## Archive for September 10, 2013

### Mathematical Discoveries

It’s not everyday that a new mathematical discovery is made. It’s been three years since Perelman proved the Poincaré conjecture, and it was a decade-and-a-half before that when Wiles announced-retracted-resubmitted his proof of Fermat’s Last Theorem. So I was ecstatic when I heard the recent news:

*Nation’s Math Teachers Introduce 27 New Trig Functions*

My favorite new function: *pomen*.

My favorite old functions from the farm: *swine* and *coswine*.

And in case you didn’t make it to the end of that article, I wholeheartedly agree with the last line: “factoring will be cut from the math curriculum entirely because it’s ‘annoying and too fucking hard sometimes.'”

One of my favorite not-in-the-regular-curriculum classroom activities is to tell students that mathematicians have discovered a new integer between 3 and 4. Named after its discoverer, the new integer is called *bleem*, so counting now proceeds as 1, 2, 3, bleem, 4, 5, …
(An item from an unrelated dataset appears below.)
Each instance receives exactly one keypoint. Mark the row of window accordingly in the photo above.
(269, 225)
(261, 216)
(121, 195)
I then give students the following exercises:

- bleem + 2 = ___
- 11 – bleem = ___
- 3 + 7 = ___
- 5 + 8 = ___
- 6 – 1 = ___
- 2 × bleem = ___
- 1 × 6 = ___
- 4 × 8 = ___
- 9 ÷ 2 = ___
- 24 ÷ 4 = ___

It’s much cooler if you tell students that they haven’t yet assigned a symbol to this new integer, and then let the class decide what symbol should be used. You can then use the symbol instead of writing “bleem” in all of the exercises. (The best suggestion made by a student was to use 4 as the symbol for bleem, then use 5 to replace 4, use 6 to replace 5, and so on.)

Good luck with the problems above. And no, an answer key will not be provided.